Negaïm, chapitre 1, michna 5. Les premières michnayos de ce chapitre ont dressé le catalogue des nuances de blanc capables de rendre une personne métsora, avec les mélanges rougeâtres qui accompagnent chaque nuance. Notre michna fait maintenant deux choses : elle rapporte une discussion sur le nombre total d'apparences de negaïm dans toute la Torah, puis elle passe à un sujet entièrement différent, à savoir quels jours de la semaine un kohen peut entamer son examen.

Rappel : les catégories de negaïm

Trois grandes familles de tsaraas sont exposées dans Parchas Tazria-Métsora : les nigueï adam, la tsaraas qui apparaît sur une personne ; les nigueï begadim, la tsaraas qui apparaît sur les vêtements ; et les nigueï batim, la tsaraas qui apparaît dans une maison, que la Torah présente dans la dernière section de Métsora.

La catégorie des nigueï adam est plus large que ce que les michnayos précédentes ont couvert jusqu'ici. Au-delà des blancs et des mélanges rougeâtres qui s'y fondent, la Torah introduit deux autres termes, chehin et mikhva. Rachi sur le Houmach comprend le chehin comme une plaie de la peau provoquée par le choc de quelque chose de froid, et la mikhva comme un dommage causé par quelque chose de chaud, par exemple un métal chauffé ou une flamme véritable. Se représenter une blessure due au froid qui finit par ressembler à une brûlure n'est pas simple.

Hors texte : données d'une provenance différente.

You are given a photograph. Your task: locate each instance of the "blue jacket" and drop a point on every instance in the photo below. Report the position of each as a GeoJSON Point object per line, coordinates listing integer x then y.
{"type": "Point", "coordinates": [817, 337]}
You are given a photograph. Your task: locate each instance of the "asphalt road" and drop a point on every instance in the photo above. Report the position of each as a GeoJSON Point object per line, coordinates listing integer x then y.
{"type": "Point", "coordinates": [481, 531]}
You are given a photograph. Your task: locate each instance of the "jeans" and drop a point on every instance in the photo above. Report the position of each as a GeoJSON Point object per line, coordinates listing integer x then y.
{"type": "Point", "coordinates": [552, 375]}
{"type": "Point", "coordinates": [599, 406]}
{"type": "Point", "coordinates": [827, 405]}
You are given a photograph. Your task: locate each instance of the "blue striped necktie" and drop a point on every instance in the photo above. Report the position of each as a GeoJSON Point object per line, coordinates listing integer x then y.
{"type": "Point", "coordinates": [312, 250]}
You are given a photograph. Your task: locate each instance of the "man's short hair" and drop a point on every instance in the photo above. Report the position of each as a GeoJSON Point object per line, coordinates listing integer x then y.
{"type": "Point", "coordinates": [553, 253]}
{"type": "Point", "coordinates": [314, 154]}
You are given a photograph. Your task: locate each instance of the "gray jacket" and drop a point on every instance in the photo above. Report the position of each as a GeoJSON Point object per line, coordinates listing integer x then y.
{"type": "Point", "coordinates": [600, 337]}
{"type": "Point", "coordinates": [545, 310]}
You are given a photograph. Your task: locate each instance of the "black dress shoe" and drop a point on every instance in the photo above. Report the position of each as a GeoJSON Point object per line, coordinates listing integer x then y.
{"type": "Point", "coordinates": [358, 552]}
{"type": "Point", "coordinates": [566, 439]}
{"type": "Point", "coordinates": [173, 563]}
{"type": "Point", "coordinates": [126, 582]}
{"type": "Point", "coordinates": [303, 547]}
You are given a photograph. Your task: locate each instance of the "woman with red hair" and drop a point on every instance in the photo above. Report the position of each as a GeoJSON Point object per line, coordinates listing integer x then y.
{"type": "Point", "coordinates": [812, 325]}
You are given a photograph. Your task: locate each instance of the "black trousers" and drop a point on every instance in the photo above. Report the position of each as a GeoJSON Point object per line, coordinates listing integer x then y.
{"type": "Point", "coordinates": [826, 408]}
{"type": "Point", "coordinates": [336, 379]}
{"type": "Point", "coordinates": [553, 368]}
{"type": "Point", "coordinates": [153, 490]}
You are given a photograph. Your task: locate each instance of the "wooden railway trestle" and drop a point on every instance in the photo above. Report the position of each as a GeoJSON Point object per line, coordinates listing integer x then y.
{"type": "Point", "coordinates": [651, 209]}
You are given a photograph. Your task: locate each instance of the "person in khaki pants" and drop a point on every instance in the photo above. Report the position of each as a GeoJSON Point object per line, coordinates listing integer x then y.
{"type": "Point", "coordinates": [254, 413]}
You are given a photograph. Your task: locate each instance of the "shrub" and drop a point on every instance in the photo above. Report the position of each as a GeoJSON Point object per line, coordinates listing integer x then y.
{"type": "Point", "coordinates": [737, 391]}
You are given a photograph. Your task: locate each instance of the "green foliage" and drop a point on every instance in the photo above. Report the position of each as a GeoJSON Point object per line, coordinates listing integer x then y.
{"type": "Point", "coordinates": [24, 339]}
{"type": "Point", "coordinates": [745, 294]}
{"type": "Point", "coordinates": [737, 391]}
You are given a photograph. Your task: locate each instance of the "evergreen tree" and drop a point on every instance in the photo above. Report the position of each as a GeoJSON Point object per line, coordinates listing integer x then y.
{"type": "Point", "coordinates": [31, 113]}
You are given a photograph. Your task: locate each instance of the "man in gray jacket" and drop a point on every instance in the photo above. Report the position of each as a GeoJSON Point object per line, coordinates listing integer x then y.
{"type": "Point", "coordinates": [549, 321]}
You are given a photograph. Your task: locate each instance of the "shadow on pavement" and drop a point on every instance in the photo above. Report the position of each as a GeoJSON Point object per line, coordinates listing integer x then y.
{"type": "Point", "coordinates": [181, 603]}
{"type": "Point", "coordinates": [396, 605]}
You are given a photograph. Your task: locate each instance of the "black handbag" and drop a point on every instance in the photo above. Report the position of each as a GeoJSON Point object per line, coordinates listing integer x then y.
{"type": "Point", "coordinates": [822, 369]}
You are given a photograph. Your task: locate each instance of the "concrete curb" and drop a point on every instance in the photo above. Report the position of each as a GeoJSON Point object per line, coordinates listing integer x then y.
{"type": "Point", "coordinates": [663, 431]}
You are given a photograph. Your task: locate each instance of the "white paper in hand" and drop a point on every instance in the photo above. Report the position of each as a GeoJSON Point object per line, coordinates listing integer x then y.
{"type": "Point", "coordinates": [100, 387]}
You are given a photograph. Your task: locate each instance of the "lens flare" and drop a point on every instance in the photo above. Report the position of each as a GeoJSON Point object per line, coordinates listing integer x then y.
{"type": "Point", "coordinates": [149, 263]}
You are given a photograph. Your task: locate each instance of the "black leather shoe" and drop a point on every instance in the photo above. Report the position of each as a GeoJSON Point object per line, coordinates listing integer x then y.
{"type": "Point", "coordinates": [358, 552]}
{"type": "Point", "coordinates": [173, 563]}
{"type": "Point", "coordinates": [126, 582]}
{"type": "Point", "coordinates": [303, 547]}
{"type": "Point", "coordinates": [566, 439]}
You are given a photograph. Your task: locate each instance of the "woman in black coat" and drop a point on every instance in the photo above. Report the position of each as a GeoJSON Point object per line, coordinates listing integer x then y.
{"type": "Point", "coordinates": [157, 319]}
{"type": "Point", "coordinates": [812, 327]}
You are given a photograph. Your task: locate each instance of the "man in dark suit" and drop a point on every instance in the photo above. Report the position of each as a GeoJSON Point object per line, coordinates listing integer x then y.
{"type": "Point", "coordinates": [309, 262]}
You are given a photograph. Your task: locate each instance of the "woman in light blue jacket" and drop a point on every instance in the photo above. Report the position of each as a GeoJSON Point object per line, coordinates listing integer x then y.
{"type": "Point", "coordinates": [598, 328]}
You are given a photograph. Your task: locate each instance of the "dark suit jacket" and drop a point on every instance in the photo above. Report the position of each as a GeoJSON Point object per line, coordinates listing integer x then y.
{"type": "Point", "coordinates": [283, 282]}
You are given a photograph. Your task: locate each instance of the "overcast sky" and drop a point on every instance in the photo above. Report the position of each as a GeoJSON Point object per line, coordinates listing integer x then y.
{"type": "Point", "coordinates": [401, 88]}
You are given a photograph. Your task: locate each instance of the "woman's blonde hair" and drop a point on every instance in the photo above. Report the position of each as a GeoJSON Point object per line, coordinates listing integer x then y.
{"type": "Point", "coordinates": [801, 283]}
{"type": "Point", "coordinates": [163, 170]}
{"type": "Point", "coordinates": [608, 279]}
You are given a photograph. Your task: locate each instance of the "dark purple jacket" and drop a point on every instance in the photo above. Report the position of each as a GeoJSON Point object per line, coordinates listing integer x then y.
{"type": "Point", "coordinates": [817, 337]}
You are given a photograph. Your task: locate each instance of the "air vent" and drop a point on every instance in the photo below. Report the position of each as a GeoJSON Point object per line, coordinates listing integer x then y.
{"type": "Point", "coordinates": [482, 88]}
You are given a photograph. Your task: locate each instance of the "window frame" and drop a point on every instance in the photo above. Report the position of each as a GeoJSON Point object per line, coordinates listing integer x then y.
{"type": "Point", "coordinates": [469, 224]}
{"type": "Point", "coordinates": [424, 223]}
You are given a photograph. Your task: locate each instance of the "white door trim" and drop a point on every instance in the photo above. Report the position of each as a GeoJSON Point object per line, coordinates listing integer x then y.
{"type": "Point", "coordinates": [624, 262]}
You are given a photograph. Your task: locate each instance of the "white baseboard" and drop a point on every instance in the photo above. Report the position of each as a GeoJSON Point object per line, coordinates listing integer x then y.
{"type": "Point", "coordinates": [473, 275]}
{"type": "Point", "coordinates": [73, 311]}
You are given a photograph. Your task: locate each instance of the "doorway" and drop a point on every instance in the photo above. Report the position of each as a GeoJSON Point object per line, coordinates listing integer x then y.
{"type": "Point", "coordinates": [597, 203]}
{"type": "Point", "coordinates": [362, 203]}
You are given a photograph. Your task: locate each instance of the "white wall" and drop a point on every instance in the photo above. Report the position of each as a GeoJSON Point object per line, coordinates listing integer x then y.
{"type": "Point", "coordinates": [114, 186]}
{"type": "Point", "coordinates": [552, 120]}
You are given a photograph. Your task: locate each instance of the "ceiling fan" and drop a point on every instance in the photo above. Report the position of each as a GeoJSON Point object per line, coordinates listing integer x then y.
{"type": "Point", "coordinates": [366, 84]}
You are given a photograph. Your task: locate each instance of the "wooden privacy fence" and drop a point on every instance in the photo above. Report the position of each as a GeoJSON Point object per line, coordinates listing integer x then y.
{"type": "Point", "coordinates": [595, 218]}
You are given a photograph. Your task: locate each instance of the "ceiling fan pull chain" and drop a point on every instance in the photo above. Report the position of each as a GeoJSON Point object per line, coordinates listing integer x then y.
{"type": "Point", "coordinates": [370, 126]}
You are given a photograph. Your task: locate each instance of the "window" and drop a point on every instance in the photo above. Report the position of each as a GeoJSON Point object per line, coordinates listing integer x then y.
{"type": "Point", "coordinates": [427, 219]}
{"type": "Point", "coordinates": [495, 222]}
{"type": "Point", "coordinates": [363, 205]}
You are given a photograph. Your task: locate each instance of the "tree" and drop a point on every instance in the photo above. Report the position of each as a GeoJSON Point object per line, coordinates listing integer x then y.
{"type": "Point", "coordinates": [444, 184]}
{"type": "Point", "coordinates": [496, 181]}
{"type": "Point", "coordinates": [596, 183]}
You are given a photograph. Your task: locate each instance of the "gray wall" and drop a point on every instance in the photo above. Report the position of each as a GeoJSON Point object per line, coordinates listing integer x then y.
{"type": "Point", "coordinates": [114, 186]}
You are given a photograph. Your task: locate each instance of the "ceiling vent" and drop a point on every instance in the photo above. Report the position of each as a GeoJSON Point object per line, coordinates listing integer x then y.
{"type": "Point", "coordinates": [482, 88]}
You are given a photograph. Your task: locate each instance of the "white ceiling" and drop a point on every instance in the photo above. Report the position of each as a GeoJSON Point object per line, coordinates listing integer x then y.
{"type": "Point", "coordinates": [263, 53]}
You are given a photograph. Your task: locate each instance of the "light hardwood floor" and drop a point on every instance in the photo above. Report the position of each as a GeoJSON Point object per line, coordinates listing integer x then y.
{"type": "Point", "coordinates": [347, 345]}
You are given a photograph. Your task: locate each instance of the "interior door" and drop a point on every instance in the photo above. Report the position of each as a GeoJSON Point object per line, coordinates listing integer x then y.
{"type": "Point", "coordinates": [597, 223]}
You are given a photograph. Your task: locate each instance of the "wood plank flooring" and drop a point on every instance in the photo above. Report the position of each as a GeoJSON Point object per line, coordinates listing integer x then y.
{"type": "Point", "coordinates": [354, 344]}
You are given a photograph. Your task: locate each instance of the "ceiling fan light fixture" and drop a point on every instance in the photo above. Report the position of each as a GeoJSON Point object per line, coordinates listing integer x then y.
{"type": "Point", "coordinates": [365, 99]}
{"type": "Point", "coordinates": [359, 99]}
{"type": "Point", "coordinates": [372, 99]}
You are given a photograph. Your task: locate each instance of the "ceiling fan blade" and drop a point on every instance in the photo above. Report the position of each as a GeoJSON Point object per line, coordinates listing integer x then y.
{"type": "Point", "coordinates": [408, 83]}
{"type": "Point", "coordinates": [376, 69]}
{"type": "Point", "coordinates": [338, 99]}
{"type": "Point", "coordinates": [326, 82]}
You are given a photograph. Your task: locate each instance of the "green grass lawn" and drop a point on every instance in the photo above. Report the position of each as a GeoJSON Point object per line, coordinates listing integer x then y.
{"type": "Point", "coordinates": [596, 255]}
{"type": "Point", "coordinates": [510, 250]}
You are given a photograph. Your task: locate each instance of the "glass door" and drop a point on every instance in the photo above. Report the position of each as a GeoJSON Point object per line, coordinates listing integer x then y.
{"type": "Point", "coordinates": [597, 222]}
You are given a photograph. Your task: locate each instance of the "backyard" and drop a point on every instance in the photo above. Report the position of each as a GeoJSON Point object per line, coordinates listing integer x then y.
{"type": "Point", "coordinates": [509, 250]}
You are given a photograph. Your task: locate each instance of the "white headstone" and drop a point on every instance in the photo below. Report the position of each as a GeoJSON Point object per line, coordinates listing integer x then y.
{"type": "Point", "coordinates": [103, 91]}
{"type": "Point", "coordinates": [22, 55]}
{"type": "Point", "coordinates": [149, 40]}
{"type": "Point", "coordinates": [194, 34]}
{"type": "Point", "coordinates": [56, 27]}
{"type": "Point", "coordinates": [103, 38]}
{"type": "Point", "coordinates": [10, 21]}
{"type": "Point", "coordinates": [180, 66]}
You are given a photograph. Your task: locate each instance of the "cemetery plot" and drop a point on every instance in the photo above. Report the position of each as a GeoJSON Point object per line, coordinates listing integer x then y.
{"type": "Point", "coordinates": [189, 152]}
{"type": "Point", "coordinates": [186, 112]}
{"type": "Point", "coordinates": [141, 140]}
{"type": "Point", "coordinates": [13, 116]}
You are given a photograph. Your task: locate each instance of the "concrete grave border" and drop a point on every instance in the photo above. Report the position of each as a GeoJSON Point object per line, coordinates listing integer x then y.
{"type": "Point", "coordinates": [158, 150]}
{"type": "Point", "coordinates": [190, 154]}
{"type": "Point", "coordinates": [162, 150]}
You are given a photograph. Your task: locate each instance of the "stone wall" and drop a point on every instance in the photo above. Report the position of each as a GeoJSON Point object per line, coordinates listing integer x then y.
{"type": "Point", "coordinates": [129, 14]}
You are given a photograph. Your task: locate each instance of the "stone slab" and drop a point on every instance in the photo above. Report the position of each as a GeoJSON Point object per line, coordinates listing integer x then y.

Le Rambam, dans Hilchos Toumas Tsaraas, chapitre 5, halacha 1, rend la distinction plus facile à saisir. Il parle d'une personne qui a eu une blessure dans sa chair et dont la peau s'est détachée à cause de cette blessure. Si la blessure vient du feu, par exemple s'il a été brûlé par un charbon ou une braise, par du fer chauffé, ou par une pierre chauffée au feu et choses semblables, cela s'appelle une mikhva. Si la perte de peau n'a pas été causée par le feu, qu'il ait été frappé par une pierre, par du bois ou par toute autre chose qui blesse, ou que la peau ait été détruite par une maladie du corps, comme le garav (une sorte de croûte), la hazazis (une autre affection cutanée), la chehafes, ou encore une fièvre et une inflammation et choses semblables qui ont abîmé la peau, cela s'appelle un chehin. Remarquez la précision du Rambam : il décrit exactement le même type de peau abîmée, et seule la cause détermine le nom.

Cette distinction a un poids halachique réel. Bien que les deux affections soient visuellement impossibles à distinguer, comme leurs origines diffèrent elles comptent pour deux negaïm distincts, et elles ne sont pas mitstaref : elles ne peuvent pas s'additionner l'une à l'autre. Une plaque de mikhva de la taille d'un demi-gris avec une plaque de chehin de la taille d'un demi-gris ne se combineront pas pour former le chiour qui rend la personne tamé.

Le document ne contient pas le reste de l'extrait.